Najcięższy zarzut stawia prezydentowi miasta Centralne Biuro Antykorupcyjne. W oficjalnym komunikacie informuje, że Krzysztof Żuk złamał taki przepis, którego naruszenie wiąże się z utratą stanowiska.
„Składałem oświadczenia”
– Od 1 stycznia 2014 r. do 21 stycznia 2016 r. wbrew zakazowi zasiadał w radzie nadzorczej spółki PZU Życie SA – informuje Piotr Kaczorek z centrali CBA. W ocenie agentów było to zabronionym prawnie łączeniem stanowisk. – Dodatkowo ustalono, że pobierał z tego tytułu wynagrodzenie, w sumie ponad 260 tys. zł – informuje CBA, choć fakt ten i kwoty wynagrodzenia prezydent sam wpisywał w składane corocznie oświadczenia.
– Tu nie ma potknięcia prawnego.
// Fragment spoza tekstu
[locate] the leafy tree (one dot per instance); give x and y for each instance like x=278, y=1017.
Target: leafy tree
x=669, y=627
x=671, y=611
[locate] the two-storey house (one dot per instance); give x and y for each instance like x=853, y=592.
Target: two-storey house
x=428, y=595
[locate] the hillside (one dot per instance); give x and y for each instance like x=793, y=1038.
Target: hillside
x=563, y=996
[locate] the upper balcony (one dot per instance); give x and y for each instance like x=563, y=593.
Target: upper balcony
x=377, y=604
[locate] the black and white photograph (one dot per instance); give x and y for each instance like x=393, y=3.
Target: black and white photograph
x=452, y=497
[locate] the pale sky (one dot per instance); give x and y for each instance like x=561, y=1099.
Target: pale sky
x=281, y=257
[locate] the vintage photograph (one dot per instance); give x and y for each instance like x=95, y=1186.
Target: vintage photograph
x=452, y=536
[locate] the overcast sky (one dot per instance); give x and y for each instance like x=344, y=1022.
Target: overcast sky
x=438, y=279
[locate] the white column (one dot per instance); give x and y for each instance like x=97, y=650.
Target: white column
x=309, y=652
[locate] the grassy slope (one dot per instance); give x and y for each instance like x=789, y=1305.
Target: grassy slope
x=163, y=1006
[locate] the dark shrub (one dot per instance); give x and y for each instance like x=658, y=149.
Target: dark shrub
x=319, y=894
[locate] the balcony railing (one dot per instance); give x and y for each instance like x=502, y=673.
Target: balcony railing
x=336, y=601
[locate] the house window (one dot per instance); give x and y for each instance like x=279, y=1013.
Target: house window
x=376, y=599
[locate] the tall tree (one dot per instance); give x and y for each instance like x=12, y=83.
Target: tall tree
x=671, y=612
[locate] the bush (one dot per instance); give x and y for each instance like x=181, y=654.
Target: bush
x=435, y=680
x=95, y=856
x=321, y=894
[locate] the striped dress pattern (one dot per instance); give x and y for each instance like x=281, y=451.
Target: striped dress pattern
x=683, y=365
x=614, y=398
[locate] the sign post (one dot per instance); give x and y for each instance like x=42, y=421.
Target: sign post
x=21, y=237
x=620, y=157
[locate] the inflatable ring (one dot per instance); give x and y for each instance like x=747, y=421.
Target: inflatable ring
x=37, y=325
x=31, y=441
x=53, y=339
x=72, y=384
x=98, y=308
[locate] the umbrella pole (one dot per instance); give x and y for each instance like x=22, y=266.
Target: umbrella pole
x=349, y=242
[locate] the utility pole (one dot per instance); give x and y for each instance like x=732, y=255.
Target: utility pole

Są oświadczenia majątkowe od stycznia 2014 r. informujące, że byłem członkiem rady nadzorczej PZU Życie. Nie było to tajemnicą, w oświadczeniach majątkowych to wskazywałem, były też wskazywane uzyskiwane wynagrodzenia. Dlaczego więc CBA nie podejmowała takich działań w 2014 i 2015 r.? – pyta Krzysztof Żuk, prezydent Lublina. Odrzuca proste skojarzenie, że Centralne Biuro Antykorupcyjne mogło wcześniej tę sprawę zwyczajnie przeoczyć. – CBA ma ustawowy obowiązek badać oświadczenia majątkowe i wiem, że moje oświadczenie było badane.
Zakaz i wyjątki
Przepis, którego złamanie zarzuca prezydentowi CBA, znajduje się w tzw. ustawie antykorupcyjnej. Zabrania ona między innymi zasiadania w zarządach czy radach nadzorczych spółek prawa handlowego osobom zajmującym określone stanowiska, w tym również prezydentom miast. Złamanie takiego zakazu powoduje „wygaśnięcie mandatu” prezydenta, czy też wójta, czyli – nazywając to wprost – utratę stanowiska.
Ale obok tak stanowczego zakazu są jednak wyjątki zapisane w jednym z artykułów ustawy. To na nie wskazuje prezydent Lublina, a CBA się z nim nie zgadza.